- Born: 1889
- Died: 1950 (aged 60–61)
- Years active: 1909—1935

= Lai Pak-hoi =

Chinese actor and producer

Lai Pak-hoi or Li Beihai (黎北海) (1889–1950) was a Chinese actor and producer based in Hong Kong, and an early pioneer of the Hong Kong film industry.

==Biography==
Lai began his career as an actor, and was involved in one of the first films made in China, Stealing a Roast Duck, a silent short directed by Liang Shaobo in 1909. The film was financed by the Asia Film Company, owned by an American cinematographer and producer, Benjamin Brodsky. The film allegedly predated Zhuangzi Tests His Wife, although this has been disputed, since no records of the film remain. Lai was involved in the making of Zhuangzi Tests His Wife, the first confirmed Hong Kong-produced film, acting as owner of the company that financed the film, the China-America Company. The China-America Company, or Hua Mei, was founded by Lai with his former colleague Brodsky and Lai's brother, Lai Man-Wai.

Lai, along with his brothers Lai Man-wai and Lai Hoi-shan, founded the first Chinese-owned production company in China, the China Sun Motion Picture Company. The British colonial government rejected their plans to build the studio in Hong Kong, so they were forced to do so in neighboring Guangzhou in 1924.

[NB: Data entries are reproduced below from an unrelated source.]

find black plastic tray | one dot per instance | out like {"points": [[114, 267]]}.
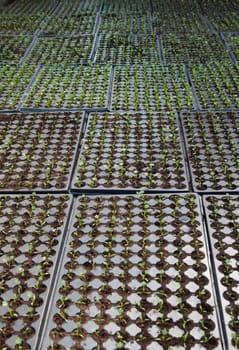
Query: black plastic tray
{"points": [[151, 88], [38, 151], [222, 216], [215, 85], [212, 147], [131, 263], [127, 49], [130, 152], [32, 236], [70, 87]]}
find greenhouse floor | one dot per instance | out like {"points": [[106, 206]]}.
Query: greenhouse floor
{"points": [[119, 180]]}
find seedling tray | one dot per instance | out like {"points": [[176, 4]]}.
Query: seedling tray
{"points": [[215, 7], [178, 7], [216, 85], [191, 48], [131, 151], [134, 276], [69, 8], [222, 214], [151, 88], [224, 22], [126, 24], [232, 41], [212, 140], [13, 48], [71, 26], [37, 151], [62, 50], [70, 87], [123, 49], [32, 228], [14, 83], [180, 24], [30, 7], [19, 25], [138, 7]]}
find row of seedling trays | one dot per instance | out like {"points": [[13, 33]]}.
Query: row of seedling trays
{"points": [[119, 272], [105, 87], [116, 49], [119, 151]]}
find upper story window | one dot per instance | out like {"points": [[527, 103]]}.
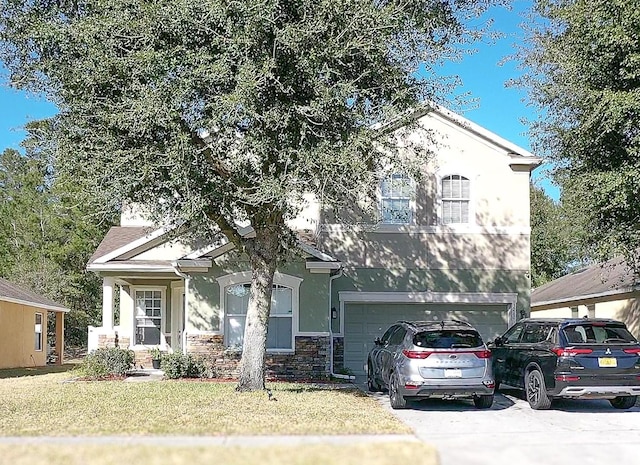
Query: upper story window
{"points": [[396, 192], [455, 199]]}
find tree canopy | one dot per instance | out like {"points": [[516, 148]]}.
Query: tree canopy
{"points": [[217, 112], [46, 238], [556, 239], [583, 74]]}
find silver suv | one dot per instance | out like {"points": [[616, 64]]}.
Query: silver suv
{"points": [[422, 359]]}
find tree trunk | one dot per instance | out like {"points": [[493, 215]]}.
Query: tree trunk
{"points": [[263, 255]]}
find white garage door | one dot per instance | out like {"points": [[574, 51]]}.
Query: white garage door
{"points": [[363, 323]]}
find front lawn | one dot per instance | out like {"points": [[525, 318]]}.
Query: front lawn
{"points": [[314, 454], [47, 404]]}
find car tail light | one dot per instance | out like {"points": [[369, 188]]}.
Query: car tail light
{"points": [[483, 354], [570, 351], [416, 353]]}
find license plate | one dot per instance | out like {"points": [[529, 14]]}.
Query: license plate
{"points": [[607, 362]]}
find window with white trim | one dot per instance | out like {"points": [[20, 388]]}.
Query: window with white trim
{"points": [[456, 195], [396, 193], [38, 332], [280, 332], [148, 316]]}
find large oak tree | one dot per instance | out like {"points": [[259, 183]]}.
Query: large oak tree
{"points": [[214, 113]]}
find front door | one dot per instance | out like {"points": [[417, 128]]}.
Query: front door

In 1925, Lai directed Rouge, the region's first feature-length film. He also started the China Sound and Silent Movies Company, which released the first Cantonese talkie, Conscience, in Hong Kong in 1933. Conscience was only a partial sound film however, a full sound film, An Idiot Disturbs the House, was released the same year.

Lai left the Hong Kong film industry in 1935, and died later in 1950.

==Legacy==
Lai is commemorated with a star at the Avenue of Stars in Hong Kong.